Treibstoff auf der Startbahn ist ein außergewöhnlicher Umstand im Sinne der VO (EG) 261/2004

In seinem Urteil vom 26. Juni 2019 befasst sich der Europäische Gerichtshof mit der Frage, ob Treibstoff auf einer Startbahn als außergewöhnlicher Umstand zu qualifizieren ist. Dem Ausgangsverfahren liegt die erhebliche Ankunftsverspätung eines Ryanair Fluges von Treviso nach Charleroi zu Grunde, welche dadurch bedingt war, dass eine Rollbahn am Flughafen Treviso aufgrund von dort befindlichem Treibstoff für die Dauer von mehr als zwei Stunden gesperrt wurde. Die Beurteilung setzt die Annahme voraus, dass der Treibstoff nicht von einem Flugzeug des beklagten Luftfahrtunternehmens stammt.

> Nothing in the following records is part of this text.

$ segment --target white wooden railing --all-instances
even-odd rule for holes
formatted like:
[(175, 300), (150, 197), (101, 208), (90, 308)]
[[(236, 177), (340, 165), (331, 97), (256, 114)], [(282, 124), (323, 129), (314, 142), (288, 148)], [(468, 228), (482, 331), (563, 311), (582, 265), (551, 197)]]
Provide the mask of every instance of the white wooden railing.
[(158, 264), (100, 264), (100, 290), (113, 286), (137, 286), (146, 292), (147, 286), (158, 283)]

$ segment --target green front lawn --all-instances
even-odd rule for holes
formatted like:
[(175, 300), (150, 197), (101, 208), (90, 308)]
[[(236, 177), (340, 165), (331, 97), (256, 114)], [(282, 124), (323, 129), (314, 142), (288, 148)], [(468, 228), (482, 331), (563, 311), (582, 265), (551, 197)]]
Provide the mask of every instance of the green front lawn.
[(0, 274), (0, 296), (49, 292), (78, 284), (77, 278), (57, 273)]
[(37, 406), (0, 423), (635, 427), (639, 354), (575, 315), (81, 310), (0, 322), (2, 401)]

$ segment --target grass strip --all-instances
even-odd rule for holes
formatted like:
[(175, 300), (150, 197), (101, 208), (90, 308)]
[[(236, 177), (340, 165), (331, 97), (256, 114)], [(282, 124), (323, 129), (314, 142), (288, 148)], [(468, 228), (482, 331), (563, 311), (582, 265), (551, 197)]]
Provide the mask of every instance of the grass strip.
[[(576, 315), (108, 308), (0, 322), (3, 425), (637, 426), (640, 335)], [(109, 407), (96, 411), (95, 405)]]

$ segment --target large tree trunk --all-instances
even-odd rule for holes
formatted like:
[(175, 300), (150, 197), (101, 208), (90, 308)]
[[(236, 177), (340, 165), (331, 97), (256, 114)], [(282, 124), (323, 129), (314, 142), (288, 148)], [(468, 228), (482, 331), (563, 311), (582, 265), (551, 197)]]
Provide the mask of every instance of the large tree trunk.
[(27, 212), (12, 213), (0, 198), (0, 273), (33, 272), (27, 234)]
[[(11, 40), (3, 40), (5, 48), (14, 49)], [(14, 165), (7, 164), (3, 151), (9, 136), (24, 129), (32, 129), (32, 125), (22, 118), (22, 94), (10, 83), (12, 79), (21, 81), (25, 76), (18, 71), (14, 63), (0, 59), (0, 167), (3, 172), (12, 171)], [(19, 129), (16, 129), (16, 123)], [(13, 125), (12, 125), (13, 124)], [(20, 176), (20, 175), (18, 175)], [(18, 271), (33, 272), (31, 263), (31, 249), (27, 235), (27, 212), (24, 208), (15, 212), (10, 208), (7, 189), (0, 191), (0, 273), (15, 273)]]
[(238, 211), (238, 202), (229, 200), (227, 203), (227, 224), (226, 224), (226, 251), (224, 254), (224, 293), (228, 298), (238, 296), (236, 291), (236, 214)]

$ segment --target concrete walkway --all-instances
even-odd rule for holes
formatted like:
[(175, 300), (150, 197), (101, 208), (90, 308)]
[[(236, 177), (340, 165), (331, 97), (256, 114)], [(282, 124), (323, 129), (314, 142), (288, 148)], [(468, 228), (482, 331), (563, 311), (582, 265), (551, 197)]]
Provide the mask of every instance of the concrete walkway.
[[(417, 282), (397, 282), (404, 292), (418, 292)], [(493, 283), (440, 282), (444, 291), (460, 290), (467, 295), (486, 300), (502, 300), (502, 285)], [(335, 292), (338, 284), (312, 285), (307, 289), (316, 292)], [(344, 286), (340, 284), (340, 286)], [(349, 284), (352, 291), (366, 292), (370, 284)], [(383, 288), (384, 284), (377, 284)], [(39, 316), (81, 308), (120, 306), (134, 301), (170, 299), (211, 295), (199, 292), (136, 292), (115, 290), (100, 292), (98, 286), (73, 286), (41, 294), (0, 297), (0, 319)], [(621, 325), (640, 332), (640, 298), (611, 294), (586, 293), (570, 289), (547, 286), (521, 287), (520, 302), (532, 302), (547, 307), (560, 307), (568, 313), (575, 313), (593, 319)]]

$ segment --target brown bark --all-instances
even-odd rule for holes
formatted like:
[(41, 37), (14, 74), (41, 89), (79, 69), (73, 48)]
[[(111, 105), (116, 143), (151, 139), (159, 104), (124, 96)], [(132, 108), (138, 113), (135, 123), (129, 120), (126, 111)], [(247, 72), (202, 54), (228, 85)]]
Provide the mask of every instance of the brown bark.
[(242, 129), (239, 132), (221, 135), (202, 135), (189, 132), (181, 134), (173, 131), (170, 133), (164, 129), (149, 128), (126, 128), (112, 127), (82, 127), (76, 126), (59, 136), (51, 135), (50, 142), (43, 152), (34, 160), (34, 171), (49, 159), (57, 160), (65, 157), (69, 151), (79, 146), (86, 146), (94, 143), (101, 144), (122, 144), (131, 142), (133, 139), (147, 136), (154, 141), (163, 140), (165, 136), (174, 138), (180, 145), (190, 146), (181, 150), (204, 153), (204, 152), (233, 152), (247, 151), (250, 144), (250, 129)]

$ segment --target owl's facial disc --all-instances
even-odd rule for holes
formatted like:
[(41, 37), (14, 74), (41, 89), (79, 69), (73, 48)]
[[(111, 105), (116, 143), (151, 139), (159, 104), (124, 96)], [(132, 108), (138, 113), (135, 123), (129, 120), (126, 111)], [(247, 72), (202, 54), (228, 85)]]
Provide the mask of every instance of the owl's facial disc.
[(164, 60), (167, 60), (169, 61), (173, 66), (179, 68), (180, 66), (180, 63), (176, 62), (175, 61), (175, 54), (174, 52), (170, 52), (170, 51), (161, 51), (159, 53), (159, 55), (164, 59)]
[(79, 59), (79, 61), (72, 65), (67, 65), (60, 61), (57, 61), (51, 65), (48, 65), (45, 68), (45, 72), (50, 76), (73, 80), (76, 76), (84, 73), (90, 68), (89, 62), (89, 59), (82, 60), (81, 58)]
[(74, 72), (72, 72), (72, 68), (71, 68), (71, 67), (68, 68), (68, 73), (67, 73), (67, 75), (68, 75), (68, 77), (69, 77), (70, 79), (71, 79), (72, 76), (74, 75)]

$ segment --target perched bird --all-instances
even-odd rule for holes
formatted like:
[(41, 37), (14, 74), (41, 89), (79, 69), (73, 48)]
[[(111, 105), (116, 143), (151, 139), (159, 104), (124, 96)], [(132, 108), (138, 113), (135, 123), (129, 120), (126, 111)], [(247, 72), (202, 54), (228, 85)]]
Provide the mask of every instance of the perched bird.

Der EuGH gelangte zu dem Ergebnis, dass das Vorhandensein von Treibstoff auf einer Flughafenrollbahn, das zu deren Schließung führt, als außergewöhnlicher Umstand im Sinne des Art 5 Abs 3 der Fluggastrechteverordnung anzusehen ist. Zum einen ist der eingetretene Umstand nicht untrennbar mit dem Betrieb des Flugzeugs verbunden und kann daher nicht als Teil der normalen Ausübung der Tätigkeit des Luftfahrtunternehmens angesehen werden. Zum anderen war der Zwischenfall von der Airline auch tatsächlich nicht zu beherrschen, zumal die Instandhaltung des Rollfelds nicht in deren Zuständigkeitsbereich fällt und die Entscheidung der Flughafenbehörde die Startbahn zu schließen für sie verbindlich ist.

Ein außergewöhnlicher Umstand führt jedoch nicht zwingend zu einer Haftungsbefreiung des Luftfahrtunternehmens. Aus diesem Grund hatte der Gerichtshof in einem zweiten Schritt zu prüfen, ob sich das für die Verspätung kausale Ereignis auch dann nicht hätte vermeiden lassen, wenn seitens der Airline alle zumutbaren Maßnahmen ergriffen worden wären. In diesem Kontext stellte der EuGH klar, dass ausschließlich jene Maßnahmen zu berücksichtigen sind, die dem Luftfahrtunternehmen obliegen. Denkbare Maßnahmen Dritter stellen somit keine Voraussetzung für die Haftungsbefreiung dar. Im vorliegenden Fall hatte das Luftfahrtunternehmen den Anordnungen der Flughafenbehörde zu folgen, weshalb keine Möglichkeit bestand den außergewöhnlichen Umstand durch zumutbare Maßnahmen abzuwenden. Ein Anspruch der Passagiere auf Ausgleichsleistung ist folglich nicht gegeben.